To view a virtual reality video of the autumn Zone 1 drill program, visit our home page at: http://www.berkwoodresources.com

About the Company: Berkwood is engaged in exploration for the commodities that enable the modern revolution in essential technologies. These technologies are dependent upon the ethical mining and supply of naturally occurring elements and minerals that enhance the performance of energy storage systems and permit the development and miniaturization of new electronics and structural components for the new suite of innovative tools. The Company is led by a team with collectively over 100 years experience and whose members have been involved with the discovery of several producing mines.

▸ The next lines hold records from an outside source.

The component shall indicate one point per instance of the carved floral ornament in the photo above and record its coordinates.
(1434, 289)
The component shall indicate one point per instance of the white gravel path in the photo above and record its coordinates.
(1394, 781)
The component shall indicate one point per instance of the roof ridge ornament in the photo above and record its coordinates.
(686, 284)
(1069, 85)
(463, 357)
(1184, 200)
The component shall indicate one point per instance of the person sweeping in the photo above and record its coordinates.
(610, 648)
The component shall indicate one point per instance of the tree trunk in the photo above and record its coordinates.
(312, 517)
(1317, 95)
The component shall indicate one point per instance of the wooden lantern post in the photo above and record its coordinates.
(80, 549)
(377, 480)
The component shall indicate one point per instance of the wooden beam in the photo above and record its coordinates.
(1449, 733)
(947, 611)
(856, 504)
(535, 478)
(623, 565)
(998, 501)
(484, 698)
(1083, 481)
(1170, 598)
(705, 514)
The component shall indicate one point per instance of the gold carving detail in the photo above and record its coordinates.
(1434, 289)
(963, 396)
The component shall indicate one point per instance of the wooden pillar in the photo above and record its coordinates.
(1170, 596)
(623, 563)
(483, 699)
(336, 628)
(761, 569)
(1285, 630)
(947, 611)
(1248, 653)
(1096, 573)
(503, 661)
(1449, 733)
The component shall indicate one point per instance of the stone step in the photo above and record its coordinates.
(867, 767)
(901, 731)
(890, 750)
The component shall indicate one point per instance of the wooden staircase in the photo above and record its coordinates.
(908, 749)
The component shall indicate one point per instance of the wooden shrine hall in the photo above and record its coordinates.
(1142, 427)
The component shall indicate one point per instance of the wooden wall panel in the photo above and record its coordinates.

On Behalf of the Board of Directors

Berkwood Resources Ltd.

‘Thomas Yingling’

President, CEO & Director

FOR MORE INFORMATION, PLEASE CONTACT:

Investor Relations:
info@berkwoodresources.com or 1-778-945-2935 www.berkwoodresources.com

Neither the TSX Venture Exchange nor its Regulation Services Provider (as that term is defined in the policies of the TSX Venture Exchange) accepts responsibility for the adequacy or accuracy of this news release.

Disclaimer for Forward-Looking Information:

Certain statements in this release are forward-looking statements, which reflect the expectations of management. Forward-looking statements consist of statements that are not purely historical, including any statements regarding beliefs, plans, expectations or intentions regarding the future. Such statements are subject to risks and uncertainties that may cause actual results, performance or developments to differ materially from those contained in the statements. No assurance can be given that any of the events anticipated by the forward-looking statements will occur or, if they do occur, what benefits the Company will obtain from them. These forward-looking statements reflect management’s current views and are based on certain expectations, estimates and assumptions, which may prove to be incorrect.